I earned my fourth platinum trophy on the PS4, finishing up Insomniac Games’ Spider-Man video game.
I didn’t get the platinum by accident. I had to grind away at the game for a very long time. In the end, in order to earn enough Challenge tokens to buy all of the Spider-Man suits, I had to begin a new game and play it to the point where the Taskmaster challenges appeared again. On my first playthrough, I worked myself into a corner where I’d have had to ace all of the challenges in order to earn enough tokens for the suits, and I wasn’t able to do that. I never did get the hang of the drone challenges. The good thing about finishing the story and earning the right to play a new game is that all of your abilities, suits and gadgets carry over. This meant I only had to purchase the suits I didn’t get the first go-round.

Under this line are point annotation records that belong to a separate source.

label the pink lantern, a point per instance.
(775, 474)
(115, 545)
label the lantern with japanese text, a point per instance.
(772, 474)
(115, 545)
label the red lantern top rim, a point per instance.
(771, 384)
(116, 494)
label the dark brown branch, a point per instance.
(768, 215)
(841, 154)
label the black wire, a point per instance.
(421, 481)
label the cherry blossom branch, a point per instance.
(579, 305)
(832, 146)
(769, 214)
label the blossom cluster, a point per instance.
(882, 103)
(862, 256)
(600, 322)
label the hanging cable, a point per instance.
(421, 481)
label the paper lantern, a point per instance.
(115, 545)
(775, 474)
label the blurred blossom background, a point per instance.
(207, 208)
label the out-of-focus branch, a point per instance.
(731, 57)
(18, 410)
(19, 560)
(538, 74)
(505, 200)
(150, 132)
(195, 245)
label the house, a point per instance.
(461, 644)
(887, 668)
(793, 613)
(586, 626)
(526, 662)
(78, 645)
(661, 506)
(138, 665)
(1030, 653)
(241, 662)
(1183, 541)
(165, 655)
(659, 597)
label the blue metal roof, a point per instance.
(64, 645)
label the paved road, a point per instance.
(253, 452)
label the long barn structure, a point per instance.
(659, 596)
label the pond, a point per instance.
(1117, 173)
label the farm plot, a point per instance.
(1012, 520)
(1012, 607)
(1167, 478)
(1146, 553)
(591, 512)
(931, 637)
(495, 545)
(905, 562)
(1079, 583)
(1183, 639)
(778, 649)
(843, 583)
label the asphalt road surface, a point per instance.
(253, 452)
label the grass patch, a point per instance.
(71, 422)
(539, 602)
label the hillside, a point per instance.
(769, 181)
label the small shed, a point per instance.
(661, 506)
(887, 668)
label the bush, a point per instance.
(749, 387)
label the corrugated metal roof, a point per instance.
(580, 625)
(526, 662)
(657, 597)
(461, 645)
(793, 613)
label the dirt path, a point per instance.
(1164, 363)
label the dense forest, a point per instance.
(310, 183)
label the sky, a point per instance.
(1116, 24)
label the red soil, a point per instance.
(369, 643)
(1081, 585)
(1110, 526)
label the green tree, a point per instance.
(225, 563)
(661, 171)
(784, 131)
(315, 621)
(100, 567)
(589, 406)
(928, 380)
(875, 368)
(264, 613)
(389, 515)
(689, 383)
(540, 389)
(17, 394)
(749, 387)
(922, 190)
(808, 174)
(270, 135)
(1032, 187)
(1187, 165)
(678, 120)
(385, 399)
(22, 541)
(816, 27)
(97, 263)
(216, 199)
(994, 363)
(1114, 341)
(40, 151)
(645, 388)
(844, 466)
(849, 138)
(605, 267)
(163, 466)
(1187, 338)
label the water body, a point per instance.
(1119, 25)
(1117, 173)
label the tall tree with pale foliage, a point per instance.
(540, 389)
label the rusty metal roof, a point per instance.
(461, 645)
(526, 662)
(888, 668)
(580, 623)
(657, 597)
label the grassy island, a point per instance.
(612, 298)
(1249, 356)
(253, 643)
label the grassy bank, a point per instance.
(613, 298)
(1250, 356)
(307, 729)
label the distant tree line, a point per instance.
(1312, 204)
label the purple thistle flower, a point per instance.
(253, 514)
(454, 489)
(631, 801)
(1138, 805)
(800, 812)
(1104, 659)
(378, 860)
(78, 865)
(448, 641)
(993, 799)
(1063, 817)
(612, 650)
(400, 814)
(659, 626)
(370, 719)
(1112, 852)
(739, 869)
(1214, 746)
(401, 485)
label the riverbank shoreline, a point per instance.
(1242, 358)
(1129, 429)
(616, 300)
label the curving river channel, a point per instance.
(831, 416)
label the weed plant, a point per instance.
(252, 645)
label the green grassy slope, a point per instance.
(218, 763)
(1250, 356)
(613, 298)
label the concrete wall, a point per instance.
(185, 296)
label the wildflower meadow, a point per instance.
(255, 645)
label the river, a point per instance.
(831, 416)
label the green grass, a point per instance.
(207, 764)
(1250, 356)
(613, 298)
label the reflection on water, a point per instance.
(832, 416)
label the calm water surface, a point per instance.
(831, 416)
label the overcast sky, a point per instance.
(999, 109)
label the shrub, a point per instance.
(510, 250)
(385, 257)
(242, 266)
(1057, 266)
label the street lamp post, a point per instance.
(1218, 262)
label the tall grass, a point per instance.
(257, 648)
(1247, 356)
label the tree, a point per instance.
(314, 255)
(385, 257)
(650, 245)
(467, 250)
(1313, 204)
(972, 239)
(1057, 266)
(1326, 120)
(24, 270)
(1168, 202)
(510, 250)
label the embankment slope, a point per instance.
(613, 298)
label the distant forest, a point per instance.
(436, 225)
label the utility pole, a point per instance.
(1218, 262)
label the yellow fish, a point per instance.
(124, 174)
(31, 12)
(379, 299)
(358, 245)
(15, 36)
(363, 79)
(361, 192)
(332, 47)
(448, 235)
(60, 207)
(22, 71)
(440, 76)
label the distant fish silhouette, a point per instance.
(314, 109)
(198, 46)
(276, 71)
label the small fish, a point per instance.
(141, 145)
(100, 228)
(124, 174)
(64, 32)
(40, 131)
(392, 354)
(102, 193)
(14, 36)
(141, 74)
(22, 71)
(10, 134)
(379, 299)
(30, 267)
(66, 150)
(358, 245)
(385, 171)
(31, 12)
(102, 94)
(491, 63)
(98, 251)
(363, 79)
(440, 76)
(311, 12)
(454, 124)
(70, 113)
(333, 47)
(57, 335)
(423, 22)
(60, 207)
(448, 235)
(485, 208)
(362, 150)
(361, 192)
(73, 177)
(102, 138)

Which I did, earning the trophy for buying all the suits (all of which are impressive in their own way), which in turn earned my platinum trophy for getting all of the trophies.
If I didn’t like the game, I’d never have been able to invest the time necessary to earn the platinum. This is what all four of my platinums have in common: I really enjoyed the games I earned them for. These were Mass Effect, Fallout 4, Watch Dogs 2, and, now, Spider-Man.
This game has easily made my list of favorite games of all time. The fighting mechanics remind me a lot of the Arkham series of Batman games, with a similar array of gadgets and fighting moves, including some dynamic finishers. The New York City game setting is the most beautifully and realistically rendered urban setting I’ve ever seen, taking advantage of every dimension and offering many familiar landmarks, both from real life and from Marvel Comics (Dr. Strange’s sanctum sanctorum is here, as is Avengers Tower). Not since the first Assassin’s Creed games were released have I been as impressed with how vertical spaces are used in a game. Spider-Man is able to take full advantage of every square-foot of game space. The web-spinning and swinging mechanics took a little time to master, but once I did I felt like I was the one who had been bitten by a radioactive spider.
The game story itself would have made a great motion picture. This is an slightly older Peter Parker, who is assisting Dr. Otto Octavius in developing smart prosthetic limbs. We aren’t telling the origin story again, for which I am eternally thankful. Uncle Ben is already as dead as converted rice when the story begins. Aunt May fills her days with good deeds, working for a non-profit that feeds the hungry. Peter and Mary Jane Watson aren’t a couple as the story begins, but there’s a glimmer of hope that these two crazy kids may get back together.
I seem to be writing more about Peter Parker than Spider-Man so far. And, that’s a good thing. The Peter Parker story is just as engaging as the Spider-Man story in this game, which is both surprising and refreshing. When the Spider-Man story kicks into high gear, with all of the amazing special effects and dynamic cut scenes, it adds to what is already an engaging and exciting campaign. Of course, it seems that every potential father figure in Pete’s life turns out to be a super-villain, but that’s just like the comic book, isn’t it? I’m not going to ruin things for you by naming all of the names. But, you’re not a true Spider-Fan if you don’t know who Otto Octavius is.
I am decades removed from the comic book continuity, so I don’t really know what the classic Spider-Man villains look like these days. The character design in this video game was—dare I say it?—amazing. Spectacular, even. I particularly liked Rhino and Electro, but the Vulture was no slouch either. Negative Man was a new villain to me, but I like his film negative esthetic.
The collectibles and side missions are also fun. Whether I was collecting Peter’s many backpacks from their hiding places or taking photos of New York landmarks, I never felt like I was just wasting time. The random street crimes and base battles also helped me hone my abilities and level up pretty quickly. I also enjoyed the missions where I played as Miles Morales (a name I’m familiar with, even though Miles is way after my time) or Mary Jane. I actually wish there had been a few more of these, or maybe a couple played as Aunt May.
The resolution to the main story arc is cinematic and dramatic. There was one very high-profile Spider-Man villain I thought I’d see before the credits rolled, but they are apparently saving this one for the inevitable sequel (which I will also buy).
My only complaint is that the drone missions in the Taskmaster challenges were too difficult for me. Not for everyone; just for me.
I enjoyed this one so much that I also downloaded the three DLCs that have been released. I’ve finished the first, which features the Black Cat, and I enjoyed that one as well.
If you’ve been waiting for the price to drop, you’ve waited long enough. Go out and play it now.